We have had a number of students recently representing the South West District in the state cricket and tennis carnivals. Students trialled along with the best from other schools in our region, and Westminster has been very well represented.
In the cricket team we had Ethan Williams (Year 6 Abbey), Lachlan Douglass (Year 6 Mace), Lucas Doe (Year 6 Wesley), Daniel Turnbull (Year 7 Wyvern) and William Young ( Year 7 Wyvern). On the tennis courts we were well represented by Charlotte Burt (Year 7 Wyvern), Nic Damato (Year 7 Wyvern), Seb Ireland (Year 7 Crown), Seven Ding (Year 6 Wyvern) and Georgie Burt (Year 5 Wyvern).
In addition, I am delighted to advise that Lucas Doe, after trialling since March, has been selected in the State U12 Cricket Team. The championship tournament is being held here in Adelaide from Sunday 17 to Sunday 24 November. Lucas has secured a place as a top order batsman. He is looking forward to a big schedule of cricket this month.
Penny He (Year 3 Wesley) will take part in the Figure Skating National Competition, which will be held in Melbourne, as a team member representing SA. This is an amazing achievement for one so young, and comes about after a lot of training and many early morning starts. Congratulations Penny and good luck in Melbourne!
After a somewhat long haul to finalise, we expect to distribute the 2018 edition of our annual year book, Reflections, in the latter half of November, and we thank you for your patience in this matter. Generally, this is distributed through a family’s youngest child at the School if the family was also here in 2018. Families here last year but since left are also entitled to a collect a copy or have one posted to them if distance is an issue. More information will be sent to these families to outline these arrangements.
We have been working closely with the City of Marion’s Stormwater Project team to have Alison Avenue reopened whenever possible during morning drop off and afternoon pick up. We understand the inconvenience to anyone regularly in that section, but the City of Marion team is doing its best to accommodate the School’s traffic peaks. It may not be possible for the roadway to always be reopened at these times so please continue working with the prevailing detours/arrangements and how it might also affect bus movements around you.

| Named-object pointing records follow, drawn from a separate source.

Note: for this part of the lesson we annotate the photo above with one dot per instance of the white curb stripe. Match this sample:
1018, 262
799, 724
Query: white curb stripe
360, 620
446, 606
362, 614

The Council team is now working across the intersection of Orkney and Alison Avenues to meet an end goal of early December. Again, we highlight that most of this section is a long school zone, which means speed should not exceed 25 km/hr when children are present. Many students are in this area before and after school so please note the signage to clearly define the school zone and speed limit.
Thank you to our families for observing the ‘no parking’ zone between the ELC playground and rail line on the Gate 1 roadway. At the moment we are using cones as a temporary control measure but expect permanent signage and line marking to replace these later in the term. Thank you again for helping us to make this a safer zone for our young ELC and JP students.